Alizhan has lived a life of isolation, unable to connect with or touch people because her telepathic powers cause immense pain to those she comes into contact with. Her only solace has been the woman who saved her from an orphanage, the noblewoman Iriyat, and a friend she’s never spoken with but steals thornfruit from once a week. This friend, Evreyet, has grown fond of the fruit thief, and uncomfortably aware of her own growing attraction to women. When Alizhan discovers a dark secret, she has no one else to turn to and the two must risk everything to unravel the mystery and save countless lives.
Cobie has played the same character in the same romance films too many times. Now she wants to step out of her comfort zone and try for more challenging roles, but studios won’t take her seriously. Her manager proposes that she has a fake relationship with Lila, a pop star on top of the mountain of fame and fortune, but who has run out of new things to excite and shock her audience. This fauxmance will help Cobie acquire an edgy public persona and give Lila something new to woo the public for her new music. But this arrangement has more challenges than either expects as they grow close, sparks fly, and old ghosts of the past come back to haunt them both.
Aster is an intersex, nonbinary scientist, assistant, and sharecropper living on the USS Matilda, a worldship split into two factions: the white upper-deckers who have control over everything and everyone, and the black lower-deckers who’s exploited labor the ship runs on. Her mother died when she was only a baby, but through the journals she left, Aster might be able to find a way off the ship. Aster is not the only queer character, as a lot of the lower-deckers are not cisgender and/or not straight, which is treated as a norm in their many communities (each lower deck has its own society).

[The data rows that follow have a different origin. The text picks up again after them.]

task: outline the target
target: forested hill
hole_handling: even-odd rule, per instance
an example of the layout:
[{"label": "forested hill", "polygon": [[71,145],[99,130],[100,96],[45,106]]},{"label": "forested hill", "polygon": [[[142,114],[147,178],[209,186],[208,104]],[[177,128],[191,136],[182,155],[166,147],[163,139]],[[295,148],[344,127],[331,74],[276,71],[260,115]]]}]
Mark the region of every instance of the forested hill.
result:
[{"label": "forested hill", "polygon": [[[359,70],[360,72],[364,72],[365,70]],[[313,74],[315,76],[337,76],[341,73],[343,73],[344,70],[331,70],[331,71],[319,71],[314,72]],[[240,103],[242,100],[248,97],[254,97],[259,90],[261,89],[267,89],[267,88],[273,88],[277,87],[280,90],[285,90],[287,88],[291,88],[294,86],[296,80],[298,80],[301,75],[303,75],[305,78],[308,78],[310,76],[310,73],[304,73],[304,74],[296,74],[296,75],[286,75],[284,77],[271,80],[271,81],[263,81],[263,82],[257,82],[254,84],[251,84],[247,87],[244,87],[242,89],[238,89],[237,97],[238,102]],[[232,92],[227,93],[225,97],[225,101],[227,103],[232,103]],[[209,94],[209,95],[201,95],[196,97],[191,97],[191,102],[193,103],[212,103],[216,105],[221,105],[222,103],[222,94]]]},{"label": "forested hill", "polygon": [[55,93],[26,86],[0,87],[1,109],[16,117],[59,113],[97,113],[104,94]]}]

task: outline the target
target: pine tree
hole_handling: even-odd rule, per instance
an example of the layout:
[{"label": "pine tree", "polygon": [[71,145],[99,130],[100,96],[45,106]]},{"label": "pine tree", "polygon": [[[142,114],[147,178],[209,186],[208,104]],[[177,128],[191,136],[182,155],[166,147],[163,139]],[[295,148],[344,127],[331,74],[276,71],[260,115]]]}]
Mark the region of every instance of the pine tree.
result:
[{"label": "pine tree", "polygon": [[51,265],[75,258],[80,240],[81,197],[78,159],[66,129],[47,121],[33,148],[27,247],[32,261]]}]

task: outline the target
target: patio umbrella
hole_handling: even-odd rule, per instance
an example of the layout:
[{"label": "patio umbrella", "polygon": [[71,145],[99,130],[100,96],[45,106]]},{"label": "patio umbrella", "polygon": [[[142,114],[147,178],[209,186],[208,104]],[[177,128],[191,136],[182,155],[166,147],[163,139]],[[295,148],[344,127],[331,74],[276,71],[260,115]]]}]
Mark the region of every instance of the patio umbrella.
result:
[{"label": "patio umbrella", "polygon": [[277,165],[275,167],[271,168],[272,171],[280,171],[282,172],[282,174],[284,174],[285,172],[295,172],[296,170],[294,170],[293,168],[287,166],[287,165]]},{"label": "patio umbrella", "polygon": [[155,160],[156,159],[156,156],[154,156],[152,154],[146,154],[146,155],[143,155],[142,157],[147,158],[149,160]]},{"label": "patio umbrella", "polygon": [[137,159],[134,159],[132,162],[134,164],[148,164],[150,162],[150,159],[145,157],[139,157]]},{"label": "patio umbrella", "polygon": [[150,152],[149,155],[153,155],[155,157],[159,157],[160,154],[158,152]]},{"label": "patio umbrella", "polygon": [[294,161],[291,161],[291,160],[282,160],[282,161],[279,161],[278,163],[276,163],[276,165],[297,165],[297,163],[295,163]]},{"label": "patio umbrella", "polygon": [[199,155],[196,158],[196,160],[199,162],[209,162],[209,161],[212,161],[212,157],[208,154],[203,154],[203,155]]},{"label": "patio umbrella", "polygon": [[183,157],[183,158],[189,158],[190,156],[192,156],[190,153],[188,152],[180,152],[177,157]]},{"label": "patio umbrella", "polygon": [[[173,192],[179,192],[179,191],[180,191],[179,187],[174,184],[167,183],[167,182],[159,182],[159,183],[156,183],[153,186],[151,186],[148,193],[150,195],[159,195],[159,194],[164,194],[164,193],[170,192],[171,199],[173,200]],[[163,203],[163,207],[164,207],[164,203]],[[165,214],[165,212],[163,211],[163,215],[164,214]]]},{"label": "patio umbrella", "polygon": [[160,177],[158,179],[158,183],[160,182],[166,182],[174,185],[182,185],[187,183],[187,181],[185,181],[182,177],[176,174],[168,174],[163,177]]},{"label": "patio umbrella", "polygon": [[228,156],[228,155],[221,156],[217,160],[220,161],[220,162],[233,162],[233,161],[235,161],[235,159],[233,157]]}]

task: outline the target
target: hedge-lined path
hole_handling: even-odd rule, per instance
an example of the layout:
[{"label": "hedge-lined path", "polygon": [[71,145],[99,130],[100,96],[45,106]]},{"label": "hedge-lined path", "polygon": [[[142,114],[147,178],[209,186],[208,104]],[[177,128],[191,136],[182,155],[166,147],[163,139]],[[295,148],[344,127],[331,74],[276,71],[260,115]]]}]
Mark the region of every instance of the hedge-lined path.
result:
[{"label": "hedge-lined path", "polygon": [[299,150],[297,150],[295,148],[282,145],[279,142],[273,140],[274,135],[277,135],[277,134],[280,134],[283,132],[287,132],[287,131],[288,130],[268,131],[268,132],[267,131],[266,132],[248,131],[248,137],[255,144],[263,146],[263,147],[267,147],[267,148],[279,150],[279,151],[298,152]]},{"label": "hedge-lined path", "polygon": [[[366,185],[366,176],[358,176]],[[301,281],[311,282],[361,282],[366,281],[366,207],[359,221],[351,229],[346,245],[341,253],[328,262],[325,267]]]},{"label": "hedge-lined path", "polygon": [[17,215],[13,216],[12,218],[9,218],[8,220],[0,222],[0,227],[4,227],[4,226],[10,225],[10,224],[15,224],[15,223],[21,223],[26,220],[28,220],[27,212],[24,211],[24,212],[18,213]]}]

In this memoir, Ma-Nee Chacaby chronicles her life as an Ojibwa-Cree lesbian. She faces racism, abuse, vision impairment, and alcoholism, but continues forward to sobriety, raising many children through her own marriage and foster care, and becoming an elder in her adopted city of Thunder Bay, Ontario. She describes herself as two-spirit and as having both male and female spirit within herself. Through a life full of challenges, Chacaby not only survives, but thrives through finding love of herself and her community.
This is an alternate history novel in which groups of marginalized people come together to fight back against one of history’s most brutal oppressors, Belgian King Leopold II, who colonized the Congo. The story follows episodic chapters with different characters from the 1880s until World War I. There are a wide range of point-of-view characters the story follows, including three queer women. Here, the author explores what might have happened had the natives of the land had access to steam technology and united with immigrants from other lands (from escaped slaves of the Americas to a Chinese inventor).
Kaede and Taisin are chosen to journey into the land of the Fairy Queen to save their world permanently set in darkness with strange creatures roaming the land. Kaede is an exemplary fighter and more comfortable with earthly reality, whereas Taisin is an excellent sage and more practiced in the art of magic. Though they are different, their travels and challenges bring them closer together, but it might not be enough to bring peace back to the land.